For thousands of years, healthcare has revolved around centralized relationships between patients and their healers. In their suffering (the Latin root of patient is “one who suffers”), patients must show patience waiting for the healers. However, the COVID-19 pandemic has launched healthcare into something of an existential crisis. Questions abound on both sides of the rail. Patients worry: Will I be able to find care if I get the virus? Can I afford it? Will I be alone in this? As a healer, I’m at increased risk for contracting the virus. I wonder: Am I endangering my family? Am I placing my other patients at greater risk of infection? There are also long-term consequences and questions: Will our hospitals continue to be safe places during this COVID outbreak, and during the next pandemic to follow? Like tuberculosis sanatoriums in times past, people are now considering extended isolation strategies and COVID hospitals. How we build relationships between patients and healers needs to be reconsidered.
The current pandemic has renewed public interest in telemedicine. It makes sense. While designed to improve access to care, distance is an obvious byproduct. And distance between patients, healers, and families means fewer infections. For most people, telemedicine means seeing a provider with a laptop or mobile device and skipping a visit to the hospital or a clinic. But there is another opportunity, more urgent now than ever, to use telemedicine in the hospital. Whether separated by 800 miles or 8 floors, telemedicine is an opportunity to bring us together, to look one another in the eye and discuss next steps during this time of great need.
During COVID, the benefits of in-hospital telemedicine are obvious. Each time we enter a patient’s room, the provider has to put on personal protective equipment. Gloves, gowns, and masks are now in short supply, and at times, providers have to go without. With new restrictions on visitation policies, families are disconnected from their hospitalized loved ones. Specialists—already in short supply—have to be everywhere at once. Beaming in via telehealth is the next best thing to being there in person.
However, what happens after COVID? Years ago, I looked at data from my own hospital, a national center of excellence for neurological care. In the span of a single year, we treated roughly 1000 patients, about 3 per day, transferred to us from other hospitals by ambulance or helicopter that were then discharged within 48 hours. We can’t do anything in 48 hours—so that means that these patients were thought to have more serious issues by the outside provider than they actually had on arrival. These transfers reflect uncertainty and fear from less-experienced community physicians. When in doubt, transfer. From a physician’s perspective, this is the safe move. But 2 hospitalizations and a medevac can push many Americans into bankruptcy. Unfortunately, a phone call is often not enough to reassure outside providers, patients, and families that the transfer is not medically necessary. We need to bond, to look in their eyes, and tell them it will be okay—and if the patient takes a turn for the worse, we’ll be there for them.
Once in the hospital, a patient’s journey often feels like the game Mouse Trap—a disconnected series of steps, with different doctors showing up at all hours. Patients, let alone families, often have no idea who is taking care of them. Now imagine replacing pagers and cell phones with video monitors everywhere. Family located thousands of miles away could participate and be brought up to speed on the next steps for their loved one. The physician is down in the ED or clinic? No problem—they can be in the room in as long as it takes to place a phone call. This is not only better care, it’s cost-effective care. A while back, Visique, now part of Philips Healthcare, started providing a second set of staff members to look over the shoulders of doctors and nurses at their facilities. Although the cost of these deployments was high (up to a million dollars per room), hospital systems found savings in both the cost and quality of care. Banner Health, one of the leaders in this space, has over 500 patients throughout the US being “watched over” from their command center here in Phoenix. Notably, even a 1-hour decrease in the average length of stay per patient translates into millions of dollars of savings for hospitals. There are many other opportunities—experts supporting in-house staff, specialty care and senior nurses from home supporting new graduates, chaplain services, translation services—the list of applications is long.

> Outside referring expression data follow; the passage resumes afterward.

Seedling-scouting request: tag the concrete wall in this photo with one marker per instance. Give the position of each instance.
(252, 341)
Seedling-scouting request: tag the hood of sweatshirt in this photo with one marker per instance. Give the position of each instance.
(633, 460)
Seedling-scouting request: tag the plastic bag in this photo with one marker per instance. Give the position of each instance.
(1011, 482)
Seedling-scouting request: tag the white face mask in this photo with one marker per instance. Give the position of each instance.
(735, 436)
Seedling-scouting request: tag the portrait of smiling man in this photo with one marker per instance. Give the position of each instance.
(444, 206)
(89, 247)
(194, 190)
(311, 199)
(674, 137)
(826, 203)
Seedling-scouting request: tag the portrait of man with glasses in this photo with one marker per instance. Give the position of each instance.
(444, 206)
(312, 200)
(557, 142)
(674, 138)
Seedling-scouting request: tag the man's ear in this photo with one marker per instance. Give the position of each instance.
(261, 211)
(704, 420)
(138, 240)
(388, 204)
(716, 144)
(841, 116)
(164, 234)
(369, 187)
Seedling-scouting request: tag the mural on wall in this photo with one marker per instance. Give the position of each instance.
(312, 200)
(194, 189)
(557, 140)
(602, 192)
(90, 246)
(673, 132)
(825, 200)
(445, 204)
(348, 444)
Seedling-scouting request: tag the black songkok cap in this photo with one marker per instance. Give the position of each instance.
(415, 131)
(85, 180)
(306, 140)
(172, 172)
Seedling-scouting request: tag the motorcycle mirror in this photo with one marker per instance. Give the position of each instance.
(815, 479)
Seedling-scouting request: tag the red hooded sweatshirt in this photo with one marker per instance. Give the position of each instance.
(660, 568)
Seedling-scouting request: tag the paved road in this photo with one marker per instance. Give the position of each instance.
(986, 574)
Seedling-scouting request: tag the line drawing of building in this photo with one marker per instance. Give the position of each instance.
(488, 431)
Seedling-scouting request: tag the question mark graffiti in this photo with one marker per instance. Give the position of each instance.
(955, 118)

Considering all these benefits, why have hospitals been slow to adopt in-house telehealth? Historical barriers have included both technical and financial issues. First, delivering video in aging buildings and hospitals has posed a challenge. There are thick walls, poor WiFi, and privacy concerns. Typically a cart (think of it as a TV on wheels) is deployed. But this is expensive and forces people (nurses, doctors, patients, and families) to change their behavior and gather around the cart at an appointed time. Ideally, technology should support humans—not the other way around! Most video infrastructure (that’s the software piece of the solution) is sold like a cell phone contract; that is, on a per-minute or per-person charge. This makes enrolling everyone in the hospital and 24/7 patient monitoring expensive. However, these challenges are not insurmountable. How we charge for something can be negotiated. I’ve met a lot of smart engineers. With help, I am now spending considerable time building these solutions at scale.
It is worth a pause to mention this type of care should be thought of as a supplement, not a replacement, for in-person care. Like the EMR, used the wrong way telehealth could become a distraction from care, that sacred human-to-human relationship. Ideally, every service imaginable would be available a few feet away. This is just not the case. In-house telehealth is not an oxymoron. When used appropriately, it can save lives and improve the way we care for one another.